The cake is a lie (and maybe a cult)
Sam Altman, the CEO of OpenAI has been known to say some rather strange things. ("The most successful founders do not set out to create companies. They are on a mission to create something closer to a religion.")
Well, he's truly outdone himself in the most recent post on his personal blog:
"We are past the event horizon; the takeoff has started. Humanity is close to building digital superintelligence, and at least so far it’s much less weird than it seems like it should be."
Dear reader, We have absolutely not anywhere near artificial general intelligence nevermind superintelligence. This passage will delight in the receipts as Altman's audacious claims happen to coincide perfectly with the release of a research paper.
Apple Research team stress tested “reasoning” in LLM models including Claude 3.7 Sonnet, DeepSeek's R1/V3 systems, and OpenAI's o3-mini. Using a series of puzzles, the researchers aimed to assess the models not just on output but on the steps each took to get to the result.
The puzzles used included:
- Tower of Hanoi: A puzzle involving moving discs of different sizes stacked on three pegs, with specific rules about movement.
- Checker Jumping: A puzzle requiring the elimination of pieces by jumping over them.
- River Crossing: A classic logic puzzle where individuals or objects must cross a river under constraints, often involving a limited capacity boat.

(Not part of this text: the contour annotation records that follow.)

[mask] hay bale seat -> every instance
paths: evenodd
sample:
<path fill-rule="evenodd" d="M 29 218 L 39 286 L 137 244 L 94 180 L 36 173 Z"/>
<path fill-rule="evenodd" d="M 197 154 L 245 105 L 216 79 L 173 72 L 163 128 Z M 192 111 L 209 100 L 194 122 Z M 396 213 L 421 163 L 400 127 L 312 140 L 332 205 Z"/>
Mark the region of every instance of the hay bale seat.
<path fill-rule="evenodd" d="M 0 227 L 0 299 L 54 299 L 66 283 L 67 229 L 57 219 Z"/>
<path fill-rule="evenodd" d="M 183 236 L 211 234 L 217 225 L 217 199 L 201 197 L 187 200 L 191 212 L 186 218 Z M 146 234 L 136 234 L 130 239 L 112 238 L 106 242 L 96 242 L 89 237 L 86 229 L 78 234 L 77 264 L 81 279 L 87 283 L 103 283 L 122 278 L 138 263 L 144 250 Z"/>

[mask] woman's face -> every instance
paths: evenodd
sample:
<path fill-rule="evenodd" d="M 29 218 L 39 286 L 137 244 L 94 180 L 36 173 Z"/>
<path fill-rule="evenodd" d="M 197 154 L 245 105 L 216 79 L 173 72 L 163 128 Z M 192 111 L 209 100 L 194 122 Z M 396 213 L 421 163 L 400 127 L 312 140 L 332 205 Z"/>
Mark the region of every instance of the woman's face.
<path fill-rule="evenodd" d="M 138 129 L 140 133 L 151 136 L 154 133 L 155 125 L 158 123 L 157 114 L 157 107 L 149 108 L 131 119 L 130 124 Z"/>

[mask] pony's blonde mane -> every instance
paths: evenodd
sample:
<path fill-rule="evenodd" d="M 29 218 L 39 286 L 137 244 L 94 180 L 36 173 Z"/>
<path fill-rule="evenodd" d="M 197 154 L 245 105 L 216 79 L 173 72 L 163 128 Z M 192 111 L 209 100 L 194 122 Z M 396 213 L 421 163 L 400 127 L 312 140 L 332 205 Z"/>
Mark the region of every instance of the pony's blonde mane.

- Blocks World: A task that involves stacking blocks in a particular order.
These games yielded 5 key findings:
- Accuracy collapse beyond certain complexity: At a certain point, reasoning doesn't decline– it plummets to zero. This indicates that models lack generalizable problem-solving abilities for planning tasks. Models can't adapt or procure solutions when the structure of the problem is significantly outside their training data
- Decreased effort with increased difficult: We expect models to exert more effort in thinking for complex problems which can be observed in their token usage. Beyond a certain point in complexity, token usage decreases. Much like a bored middle school student, the models effectively gave up on their cognitive efforts.
- Models have three performance zones: Models overthought “easy” puzzles”, excelled at “medium” puzzles”, and with “hard” puzzles these models experienced complete collapse in performance. Capabilities simply don't scale to match complexity.
- Inability to follow explicit instructions: Once again, the models channeled their inner middle schooler for one test which involved telling the models how to solve the problem. The darn things couldn't follow instructions. Instead of executing logical steps in a procedural manner, they primarily engaged in predicting the next word or token based on learned patterns.
- Inconsistent “Reasoning”: Models could solve puzzles requiring 100 complex moves only to fail another puzzle requiring only 5. Researchers concluded that this variability strongly suggests that the successes are more indicative of memorization than reasoning or problem solving.
This matters because if you're driving your business to an AI-first model, you may want to know that the Emporer has no clothes. Klarna replaced 700 workers with AI and was rewarded with a $40B failure. Users turned on Duolingo after its AI pivot faster than a green owl flaps its wings. The latest models are showing us that the smarter they get, the more they hallucinate.
Maybe this is our cue to hedge bets. Maybe we shouldn't go all in on the new Metaverse until they've got the legs figured out. Altman said it himself– some business founders don't want to build a great product. They want to build religions.